Britain already had sanctions in force against 16 individuals from the Myanmar military.
Britain also said further safeguards were being put in place to prevent British aid indirectly supporting the military-led government, and additional measures would prevent British businesses working with Myanmar’s military.
“We, alongside our international allies, will hold the Myanmar military to account for their violations of human rights and pursue justice for the Myanmar people,” Foreign Minister Dominic Raab said.
Myanmar’s military has arrested civilian leaders, including ousted leader Aung San Suu Kyi, and announced a year-long state of emergency, alleging that an election in November was beset by fraud.
The electoral commission dismissed the army’s complaints.
The military junta, which did not immediately comment on Britain’s decision, has promised a new election and defended its February 1 seizure of power, denying it was a coup.

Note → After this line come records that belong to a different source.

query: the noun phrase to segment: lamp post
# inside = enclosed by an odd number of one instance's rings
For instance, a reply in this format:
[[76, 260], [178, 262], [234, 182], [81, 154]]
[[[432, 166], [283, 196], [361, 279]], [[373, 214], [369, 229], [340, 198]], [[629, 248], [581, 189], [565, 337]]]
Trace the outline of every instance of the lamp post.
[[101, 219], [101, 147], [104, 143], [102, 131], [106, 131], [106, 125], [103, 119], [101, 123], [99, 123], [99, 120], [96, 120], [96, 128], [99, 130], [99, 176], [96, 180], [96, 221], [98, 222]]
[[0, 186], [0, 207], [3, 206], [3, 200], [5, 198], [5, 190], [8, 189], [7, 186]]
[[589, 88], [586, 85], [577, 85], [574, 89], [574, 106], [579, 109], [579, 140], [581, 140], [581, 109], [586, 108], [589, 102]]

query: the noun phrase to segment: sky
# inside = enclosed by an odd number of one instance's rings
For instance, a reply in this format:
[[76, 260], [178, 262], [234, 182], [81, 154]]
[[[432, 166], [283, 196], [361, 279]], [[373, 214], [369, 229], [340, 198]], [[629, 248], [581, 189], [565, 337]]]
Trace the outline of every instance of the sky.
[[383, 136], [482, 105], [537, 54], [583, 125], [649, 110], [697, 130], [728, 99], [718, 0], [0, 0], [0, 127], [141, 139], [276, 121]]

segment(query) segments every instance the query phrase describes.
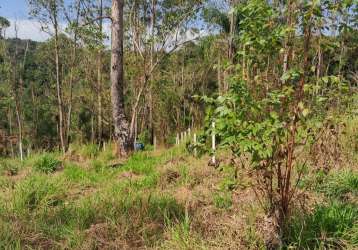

It has not given a date for a new election.
The UK’s measures are being taken in tandem with Canada, which imposed sanctions on nine Myanmar military officials.
“We work alongside our international partners who call for the restoration of the democratically elected government, and we echo their calls for the Myanmar military to release those who have been unjustly detained in the military takeover,” Foreign Minister Marc Garneau said in the statement.
Last week, Washington imposed new sanctions on the Myanmar military, including their business interests and family members.
US President Joe Biden said the country was taking steps to prevent the generals in Myanmar having access to $US1 billion ($1.29 billion) in Myanmar government funds held in the US.
But the army has closer ties to neighbouring China and to Russia, which have taken a softer approach.
Japanese Foreign Minister Toshimitsu Motegi yesterday said he had agreed with his US, Indian and Australian counterparts in the so-called Quad grouping that democracy must be restored quickly in Myanmar.
He “expressed grave concern for the deteriorating situation in Myanmar, and explained that Japan was strongly urging the Myanmar military to immediately stop violence against citizens including shootings, release those who have been detained including State Counsellor Daw Aung San Suu Kyi, and swiftly restore Myanmar’s democratic political system,” a statement from Japan’s Ministry of Foreign Affairs said.
India’s statement was less forthright.
“In the discussion pertaining to recent developments in Myanmar, the upholding of rule of law and the democratic transition was reiterated by India. Noting that regular Quad consultations hold value, the ministers agreed to continue these useful discussions,” it read.
Australia’s Foreign Minister Marise Payne last week said Australia’s military cooperation with Myanmar was “under review”. The Department of Foreign Affairs and Trade has been contacted for comment.